弁護士 師子角允彬のブログ

師子角総合法律事務所(東京:水道橋駅徒歩5分・御茶ノ水駅徒歩7分)の所長弁護士のブログです

解雇通知書を作成したのは失業保険を受給できるように便宜を図ってあげたからであるとの使用者側の主張が排斥された例

1.辞職か解雇かをめぐる紛争

 労働者からの辞職の意思表示に対し、使用者はこれを受け容れなければならないほか、特段の義務を負わされているわけではありません。

 しかし、使用者側から労働者を解雇するにあたっては、30日以上の予告期間が必要であるとされ、これを短縮するには解雇予告手当の支払いが必要になります(労働基準法20条1項)。また、客観的合理的理由、社会通念上の相当性の認められない解雇には、法的な効力が認められません(労働契約法16条)。

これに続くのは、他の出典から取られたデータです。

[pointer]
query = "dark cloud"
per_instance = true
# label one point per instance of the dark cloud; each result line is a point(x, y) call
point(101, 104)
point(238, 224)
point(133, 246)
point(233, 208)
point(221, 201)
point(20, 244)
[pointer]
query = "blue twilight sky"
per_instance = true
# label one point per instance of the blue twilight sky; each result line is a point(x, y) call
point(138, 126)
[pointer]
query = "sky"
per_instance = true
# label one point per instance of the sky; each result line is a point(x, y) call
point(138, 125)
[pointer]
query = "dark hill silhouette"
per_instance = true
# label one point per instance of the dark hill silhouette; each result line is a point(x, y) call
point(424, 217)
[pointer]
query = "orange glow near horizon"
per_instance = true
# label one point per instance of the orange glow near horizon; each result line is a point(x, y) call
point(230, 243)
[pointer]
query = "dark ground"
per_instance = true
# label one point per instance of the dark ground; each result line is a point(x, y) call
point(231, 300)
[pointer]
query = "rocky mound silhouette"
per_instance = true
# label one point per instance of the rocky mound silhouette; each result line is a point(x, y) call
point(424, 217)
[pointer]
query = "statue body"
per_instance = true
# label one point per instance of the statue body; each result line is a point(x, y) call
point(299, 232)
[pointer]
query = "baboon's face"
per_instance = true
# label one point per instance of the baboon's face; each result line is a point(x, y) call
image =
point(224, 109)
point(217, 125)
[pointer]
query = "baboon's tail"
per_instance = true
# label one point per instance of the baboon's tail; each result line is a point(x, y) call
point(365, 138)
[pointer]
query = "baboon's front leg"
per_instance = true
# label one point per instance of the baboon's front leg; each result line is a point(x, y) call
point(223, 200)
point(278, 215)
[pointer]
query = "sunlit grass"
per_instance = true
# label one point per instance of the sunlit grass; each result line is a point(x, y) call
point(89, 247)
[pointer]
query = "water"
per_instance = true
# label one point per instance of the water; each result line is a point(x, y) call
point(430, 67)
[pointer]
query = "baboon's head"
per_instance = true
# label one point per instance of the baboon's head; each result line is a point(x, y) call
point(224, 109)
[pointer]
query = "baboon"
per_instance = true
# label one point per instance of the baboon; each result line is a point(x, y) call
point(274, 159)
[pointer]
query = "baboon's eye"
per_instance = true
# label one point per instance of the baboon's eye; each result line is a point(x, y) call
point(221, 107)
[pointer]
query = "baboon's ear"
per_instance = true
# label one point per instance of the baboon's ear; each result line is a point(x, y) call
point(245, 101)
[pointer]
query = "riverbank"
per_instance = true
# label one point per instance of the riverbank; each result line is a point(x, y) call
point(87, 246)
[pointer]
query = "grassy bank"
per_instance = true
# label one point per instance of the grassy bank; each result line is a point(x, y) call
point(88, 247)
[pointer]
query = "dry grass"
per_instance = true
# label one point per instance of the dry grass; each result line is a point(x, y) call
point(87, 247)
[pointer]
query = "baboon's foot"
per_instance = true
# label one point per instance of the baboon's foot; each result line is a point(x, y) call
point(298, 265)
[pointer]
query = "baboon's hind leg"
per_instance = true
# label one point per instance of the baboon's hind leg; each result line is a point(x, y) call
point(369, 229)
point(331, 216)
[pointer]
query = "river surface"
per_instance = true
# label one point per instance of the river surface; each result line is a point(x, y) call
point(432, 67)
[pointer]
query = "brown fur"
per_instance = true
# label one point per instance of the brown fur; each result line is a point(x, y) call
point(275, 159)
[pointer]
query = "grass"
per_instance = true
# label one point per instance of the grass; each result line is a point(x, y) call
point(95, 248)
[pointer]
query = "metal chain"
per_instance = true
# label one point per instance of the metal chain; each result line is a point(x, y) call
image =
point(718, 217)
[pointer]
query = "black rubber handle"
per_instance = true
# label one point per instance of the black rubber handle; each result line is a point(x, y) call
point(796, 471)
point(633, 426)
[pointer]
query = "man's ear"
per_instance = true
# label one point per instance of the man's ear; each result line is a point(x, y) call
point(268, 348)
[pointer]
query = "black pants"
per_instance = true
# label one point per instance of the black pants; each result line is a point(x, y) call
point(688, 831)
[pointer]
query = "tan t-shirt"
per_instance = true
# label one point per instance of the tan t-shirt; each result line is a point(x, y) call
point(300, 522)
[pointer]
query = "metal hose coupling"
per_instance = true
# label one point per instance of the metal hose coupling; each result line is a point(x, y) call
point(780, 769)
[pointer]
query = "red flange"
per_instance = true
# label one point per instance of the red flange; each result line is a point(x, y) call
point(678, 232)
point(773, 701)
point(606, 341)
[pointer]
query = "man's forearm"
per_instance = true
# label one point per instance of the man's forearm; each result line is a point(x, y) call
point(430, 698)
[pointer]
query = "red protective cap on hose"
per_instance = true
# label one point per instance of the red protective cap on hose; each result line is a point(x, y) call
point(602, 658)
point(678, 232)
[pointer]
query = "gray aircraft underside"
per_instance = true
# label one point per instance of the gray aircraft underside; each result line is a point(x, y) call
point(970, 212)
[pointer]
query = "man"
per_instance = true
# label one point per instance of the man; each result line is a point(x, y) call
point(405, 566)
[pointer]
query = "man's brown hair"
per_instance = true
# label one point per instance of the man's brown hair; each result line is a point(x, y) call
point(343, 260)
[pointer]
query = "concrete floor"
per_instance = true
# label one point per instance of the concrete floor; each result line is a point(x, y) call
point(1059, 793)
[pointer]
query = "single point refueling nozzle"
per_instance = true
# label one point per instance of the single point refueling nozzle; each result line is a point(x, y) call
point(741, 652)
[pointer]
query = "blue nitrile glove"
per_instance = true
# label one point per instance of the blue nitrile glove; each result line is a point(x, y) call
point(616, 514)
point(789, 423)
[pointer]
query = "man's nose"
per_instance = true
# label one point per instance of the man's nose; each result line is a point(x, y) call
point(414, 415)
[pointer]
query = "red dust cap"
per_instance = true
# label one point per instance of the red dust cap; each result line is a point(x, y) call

 このように辞職と解雇とでは使用者側の責任が大きく異なるため、しばしば労使間で熾烈に争われることがあります。

 この辞職と解雇の区別に関し、近時公刊された判例集に興味深い裁判例が掲載されていました。東京地判令3.8.17労働判例ジャーナル118-50Rアイディア事件です。興味深いと思ったのは、解雇通知書を作成したのは失業保険を受給できるように便宜を図っただけで解雇していないとの使用者側の主張が排斥された部分です。

2.Rアイディア事件

 本件で被告になったのは、ヘッドスパサロンを経営する株式会社です。

 原告になったのは、被告との間で期間の定めのない労働契約を締結し、被告の経営するヘッドスパ専門店において就労していた方です。令和2年4月30日に退職した後、未払賃金や解雇予告手当、未払時間外勤務手当等の支払いを求めて被告を提訴しました。

 この事件では、令和2年4月30日の退職が、辞職なのか、解雇なのかが争点の一つになりました。

 本件では、令和2年5月15日ころ、被告から原告に「解雇通知書(会社都合)」と題する書面が交付されていました。このような書面があれば、特に難なく解雇と認定されそうなものですが、これについて被告は解雇通知書を作成したのは失業保険を受給できるように便宜を図ってあげただけで解雇はしていないと主張しました。

 しかし、裁判所は、次のとおり述べて被告の主張を排斥しました。

(裁判所の判断)

「被告は、令和2年4月21日、同月30日付けで原告を解雇したと認められるから、労働基準法20条に基づき、原告に対し、解雇予告手当として21日分(30日-9日)の平均賃金を支払う義務を負うと認められる。」

「被告は、原告は自分の意思で令和2年4月30日付けで退職したものであり、解雇はしていないと主張するが、原告を令和2年3月31日付けで解雇した旨を記載した本件退職証明書や本件解雇通知書を作成、送付していることと整合しない。この点について、被告は、本件解雇通知書等を出したのは、原告が失業保険を受給できるように便宜を図ってあげたためにすぎず、実際には解雇はしていないと主張するが、離職理由欄に会社都合と記載した離職票を発行すれば雇用保険の速やかな受給に支障はないものであり、解雇通知書や退職理由が解雇である旨を記載した退職証明書を送付する必要性や合理的理由があるとは考え難い。また、前記1の認定事実のとおり、原告は、令和2年4月30日に退職した後、速やかに労働基準監督署に相談をし、同年5月7日頃には、同年4月21日に解雇されたことを理由とする解雇予告手当の支払を請求する通知書を送付しているものであり、このような原告の行動からも、原告が自分の意思で任意に退職したとは認め難い。

3.比較的あっさりと排斥されている

 全く虚偽の記載を要請することは無いにしても、自己都合で辞めるのか会社都合で辞めるのかの判断が微妙であるとき、会社との間で離職理由を退職勧奨を受けての離職(会社都合退職)にしてくれないかと交渉することは一定数あります。被告の主張も、それ自体が荒唐無稽な話とまでいえるわけではありません。

 しかし、裁判所は、離職票への記載を超えて解雇通知書等を送付する必要性はなかったとし、比較的あっさりと被告の主張を排斥しました。

 本件は、不本意な退職扱いをされた時に、一早く労働基準監督署などに駆け込んで相談実績を残しておくことの有用性を教えてくれると共に、同種事案の処理の参考になります。